Kudos to the authors for acknowledging the limitations of their study. That the results have been repeated elsewhere without such disclaimers is a disservice to science.

Moving on, to Avik’s great credit, he unearthed a Medicaid-IV study I had overlooked: The Link Between Public and Private Insurance and HIV-Related Mortality, by Bhattacharya, Goldman, and Sood (ungated PDF available). It examines mortality outcomes in an HIV population using IV methods to control for selection into insurance category (uninsured, public, and private). Table 5 is the key table. It confused me at first, as it has Avik. Just reading the table, it looks as if the “best” model produces the results in the bottom row, which suggest private insurance decreases mortality by 50% and public insurance increases it by 8%, relative to no insurance.

But, reading the text, it is clear that the results in that bottom row are based on a faulty model, which the authors explain. (I will too, below.) The model based on sound methodology produces results in the second to last row of Table 5, a 79% and 66% reduction in mortality for the privately and publicly insured, respectively, relative to the uninsured. Table 6 also reports the results of the preferred model, though there is a typographical error on the mortality results: they’re missing minus signs in the first two rows. (I confirmed this with the authors.)

The results of this study are stated very clearly by the authors, “both private and public insurance decrease the likelihood of death.”

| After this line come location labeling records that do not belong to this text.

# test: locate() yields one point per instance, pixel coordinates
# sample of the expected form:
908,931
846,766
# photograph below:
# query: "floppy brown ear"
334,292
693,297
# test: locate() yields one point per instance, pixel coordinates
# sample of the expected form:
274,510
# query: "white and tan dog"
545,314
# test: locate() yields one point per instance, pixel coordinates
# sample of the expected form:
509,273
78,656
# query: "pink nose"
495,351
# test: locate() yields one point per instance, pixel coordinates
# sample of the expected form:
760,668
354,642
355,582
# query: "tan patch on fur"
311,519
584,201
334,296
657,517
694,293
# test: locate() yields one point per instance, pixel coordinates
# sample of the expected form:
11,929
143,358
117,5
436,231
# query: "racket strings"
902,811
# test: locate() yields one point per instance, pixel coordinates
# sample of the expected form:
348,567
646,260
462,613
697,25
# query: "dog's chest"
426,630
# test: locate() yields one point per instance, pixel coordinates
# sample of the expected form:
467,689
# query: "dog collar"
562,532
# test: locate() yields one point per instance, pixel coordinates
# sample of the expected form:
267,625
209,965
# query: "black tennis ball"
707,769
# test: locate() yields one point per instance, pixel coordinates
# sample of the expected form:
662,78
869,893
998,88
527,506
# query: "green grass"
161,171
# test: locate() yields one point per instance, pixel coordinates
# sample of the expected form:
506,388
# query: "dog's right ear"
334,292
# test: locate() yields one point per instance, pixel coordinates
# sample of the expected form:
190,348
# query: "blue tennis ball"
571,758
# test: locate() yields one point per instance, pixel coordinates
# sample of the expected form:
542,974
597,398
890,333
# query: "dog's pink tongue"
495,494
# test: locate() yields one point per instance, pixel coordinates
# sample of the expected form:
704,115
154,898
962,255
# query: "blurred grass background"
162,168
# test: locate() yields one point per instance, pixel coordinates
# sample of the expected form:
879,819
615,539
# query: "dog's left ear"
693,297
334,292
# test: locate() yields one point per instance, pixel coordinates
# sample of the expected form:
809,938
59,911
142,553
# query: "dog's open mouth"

Now, what’s wrong with the model that shows Medicaid killing people, the one Avik thinks is best? It includes AZT and HAART** treatment indicators on the right hand side. That’s a problem because AZT and HAART treatment are more likely for those with insurance and HAART is indicative of poor health. Essentially, they’re “caused” by insurance and highly predictive of the outcome of interest, mortality. This is an example of “bad control,” i.e. controlling for an outcome. It should be clear that having the outcome — or something very close to it — on both the left and right hand sides is a problem. It soaks up too much of the effect of insurance but, being an outcome, it isn’t a proper control. About this, the authors write, “Of course, there is concern that HAART itself may be endogenous, since receipt of therapy almost certainly reflects disease severity and ability to adhere to the complicated regimen.” (Why was this faulty model even included in the paper? My guess has been confirmed by the authors via email: reviewers requested the authors include it. It was not included in their NBER working paper that predates the peer reviewed one. It really is too bad this model was inserted into the paper because it seems to have tricked some readers. However the authors very clearly indicate which model is most sound. Anyone appreciating the essence of good research design will understand it, as I explained above.)

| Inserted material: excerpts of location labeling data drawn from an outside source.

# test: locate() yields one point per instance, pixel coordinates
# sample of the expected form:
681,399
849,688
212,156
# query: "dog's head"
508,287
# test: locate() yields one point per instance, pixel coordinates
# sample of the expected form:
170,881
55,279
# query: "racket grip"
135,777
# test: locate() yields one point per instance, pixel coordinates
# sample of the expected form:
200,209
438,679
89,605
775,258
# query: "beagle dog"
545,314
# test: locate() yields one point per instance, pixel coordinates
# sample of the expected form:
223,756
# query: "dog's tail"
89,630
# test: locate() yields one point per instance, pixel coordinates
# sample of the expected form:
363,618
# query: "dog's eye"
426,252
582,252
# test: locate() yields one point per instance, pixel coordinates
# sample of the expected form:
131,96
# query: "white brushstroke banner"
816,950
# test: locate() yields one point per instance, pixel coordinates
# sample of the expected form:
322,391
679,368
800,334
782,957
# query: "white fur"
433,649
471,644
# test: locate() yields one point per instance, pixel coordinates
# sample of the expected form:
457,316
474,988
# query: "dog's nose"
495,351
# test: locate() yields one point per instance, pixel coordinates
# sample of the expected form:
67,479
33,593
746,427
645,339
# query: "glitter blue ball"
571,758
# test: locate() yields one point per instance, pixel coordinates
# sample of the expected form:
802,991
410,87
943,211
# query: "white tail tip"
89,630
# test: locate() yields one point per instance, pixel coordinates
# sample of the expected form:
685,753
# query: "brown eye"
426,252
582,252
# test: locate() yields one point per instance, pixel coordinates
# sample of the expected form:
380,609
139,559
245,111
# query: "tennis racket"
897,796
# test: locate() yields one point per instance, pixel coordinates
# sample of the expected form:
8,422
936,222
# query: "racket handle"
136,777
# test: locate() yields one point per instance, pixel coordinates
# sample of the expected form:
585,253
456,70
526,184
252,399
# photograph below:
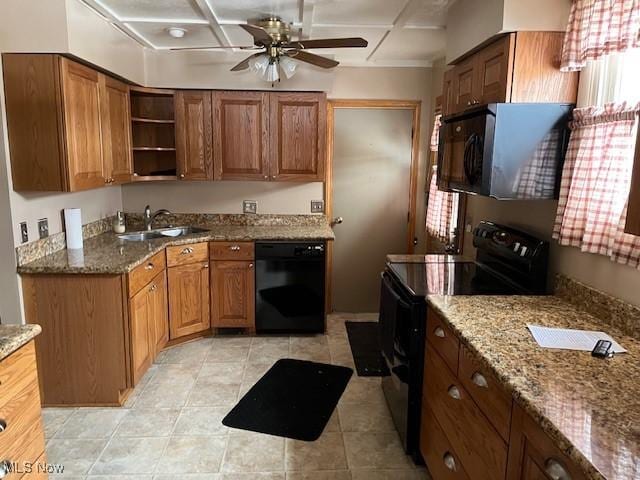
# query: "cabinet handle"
449,462
454,392
479,379
5,468
556,470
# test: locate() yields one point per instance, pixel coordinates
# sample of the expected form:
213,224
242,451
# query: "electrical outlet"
43,228
250,206
24,232
317,206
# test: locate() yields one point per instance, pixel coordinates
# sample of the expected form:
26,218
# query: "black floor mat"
364,338
294,399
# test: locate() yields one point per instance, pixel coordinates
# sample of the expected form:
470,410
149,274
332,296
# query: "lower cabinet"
188,299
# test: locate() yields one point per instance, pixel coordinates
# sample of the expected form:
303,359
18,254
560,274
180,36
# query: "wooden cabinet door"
159,314
464,85
493,65
188,299
140,315
532,453
194,135
298,136
233,294
83,136
116,130
241,135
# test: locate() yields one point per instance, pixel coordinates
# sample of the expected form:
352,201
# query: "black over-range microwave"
504,150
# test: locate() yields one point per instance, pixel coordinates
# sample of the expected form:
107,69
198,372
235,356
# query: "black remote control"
602,349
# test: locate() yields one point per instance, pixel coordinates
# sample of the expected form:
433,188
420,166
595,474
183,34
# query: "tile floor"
171,425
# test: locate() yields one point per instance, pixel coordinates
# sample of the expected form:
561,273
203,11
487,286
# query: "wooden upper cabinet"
194,135
188,299
241,135
633,211
516,67
83,131
116,130
298,136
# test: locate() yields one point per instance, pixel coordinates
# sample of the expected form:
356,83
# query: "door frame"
332,104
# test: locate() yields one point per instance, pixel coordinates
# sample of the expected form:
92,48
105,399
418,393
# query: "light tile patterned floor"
171,426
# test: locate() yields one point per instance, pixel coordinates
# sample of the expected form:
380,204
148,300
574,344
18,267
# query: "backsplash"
617,313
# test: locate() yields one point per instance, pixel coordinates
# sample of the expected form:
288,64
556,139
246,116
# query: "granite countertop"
12,337
106,254
590,407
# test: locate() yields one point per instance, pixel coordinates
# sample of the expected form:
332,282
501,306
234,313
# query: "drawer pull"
454,392
555,470
450,462
478,379
5,468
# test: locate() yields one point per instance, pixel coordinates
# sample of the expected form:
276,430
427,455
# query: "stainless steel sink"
156,233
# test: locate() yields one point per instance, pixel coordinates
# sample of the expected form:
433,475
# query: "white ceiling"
399,32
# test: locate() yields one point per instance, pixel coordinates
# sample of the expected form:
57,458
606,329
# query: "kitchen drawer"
184,254
486,391
443,340
143,274
231,250
481,449
436,450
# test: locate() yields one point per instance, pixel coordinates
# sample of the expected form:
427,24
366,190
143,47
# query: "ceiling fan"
276,52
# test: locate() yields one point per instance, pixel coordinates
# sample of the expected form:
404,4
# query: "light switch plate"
250,206
24,232
43,228
317,206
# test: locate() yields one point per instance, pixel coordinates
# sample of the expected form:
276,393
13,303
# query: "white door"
371,183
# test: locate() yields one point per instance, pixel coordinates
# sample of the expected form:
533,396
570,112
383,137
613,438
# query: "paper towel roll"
73,227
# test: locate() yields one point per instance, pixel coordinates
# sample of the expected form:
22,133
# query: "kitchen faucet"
149,217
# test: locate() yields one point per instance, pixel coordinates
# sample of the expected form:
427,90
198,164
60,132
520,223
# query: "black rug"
294,399
364,338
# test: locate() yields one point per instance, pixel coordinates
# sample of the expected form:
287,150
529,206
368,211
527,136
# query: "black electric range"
508,262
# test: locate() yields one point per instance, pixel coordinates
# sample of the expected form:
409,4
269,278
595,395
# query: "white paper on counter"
568,339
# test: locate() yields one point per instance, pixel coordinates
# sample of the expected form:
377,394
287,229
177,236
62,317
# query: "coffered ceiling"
399,32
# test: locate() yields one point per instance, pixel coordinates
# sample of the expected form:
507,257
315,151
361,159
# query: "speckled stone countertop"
106,254
590,407
12,337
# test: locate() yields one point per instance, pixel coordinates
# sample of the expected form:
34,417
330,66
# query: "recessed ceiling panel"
357,12
243,10
157,34
372,35
411,44
153,9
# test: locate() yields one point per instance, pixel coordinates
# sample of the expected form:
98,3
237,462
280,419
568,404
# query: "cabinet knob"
556,470
5,468
454,392
478,379
449,462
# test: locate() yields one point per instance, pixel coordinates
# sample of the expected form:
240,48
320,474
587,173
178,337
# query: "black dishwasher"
290,287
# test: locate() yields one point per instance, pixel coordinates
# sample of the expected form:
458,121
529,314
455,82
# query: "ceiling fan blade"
243,65
259,34
354,42
316,60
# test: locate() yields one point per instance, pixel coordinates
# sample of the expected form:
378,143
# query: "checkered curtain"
597,28
442,207
596,178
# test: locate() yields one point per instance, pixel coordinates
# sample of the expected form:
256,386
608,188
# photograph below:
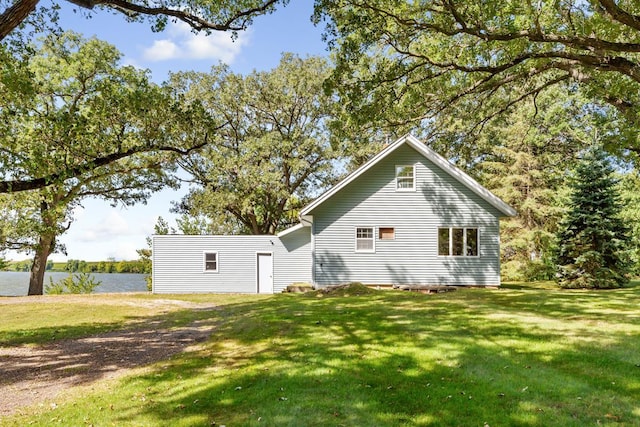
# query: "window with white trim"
364,239
386,233
210,262
405,178
458,241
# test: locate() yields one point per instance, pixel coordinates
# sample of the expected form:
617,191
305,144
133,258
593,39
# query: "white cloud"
111,226
184,44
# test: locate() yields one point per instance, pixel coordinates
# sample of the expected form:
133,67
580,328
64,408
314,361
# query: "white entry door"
265,273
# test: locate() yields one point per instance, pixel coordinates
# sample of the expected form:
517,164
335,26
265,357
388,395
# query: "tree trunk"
15,15
39,266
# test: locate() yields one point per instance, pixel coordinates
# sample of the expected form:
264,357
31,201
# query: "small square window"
211,262
364,239
405,178
386,233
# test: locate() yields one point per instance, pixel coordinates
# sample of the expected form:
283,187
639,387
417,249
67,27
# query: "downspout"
308,220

Bottom line: once again, we find that Medicaid is shown not to be bad for health, but only if proper econometric techniques are employed. Sadly, it is easier to ignore the need for such techniques and to misunderstand them than to do the work to educate oneself in their use. The real tragedy is that it leads to an unwarranted conclusion that Medicaid is harming people. We can certainly craft a better Medicaid program, and we should. But we should always use proper science in considering any program. If we don’t, we may mistake improvements to Medicaid as harmful. I’m sure advocates for change, myself included, would not welcome such an outcome.

* Avik dismisses IV as a “fudge factor,” casually and erroneously discrediting a vast amount of mainstream work by economists and several entire sub-disciplines. Since IV is a generalization of the concepts that underlie randomized controlled trials (differing in degree, but not in spirit, from purposeful randomization), and can be used to rehabilitate a trial with contaminated groups — a not infrequent occurrence — it is unwise to trivialize IV and what it can do.

** HAART = highly active anti-retro-viral therapy.

UPDATE: I fixed my explanation of the “bad control” problem in the Bhattacharya, Goldman, and Sood study.

UPDATE 2: The authors of the Bhattacharya, Goldman, and Sood study confirmed the typos in Table 6.

UPDATE 3: Those authors also confirmed that the faulty model was requested by reviewers, as I suspected.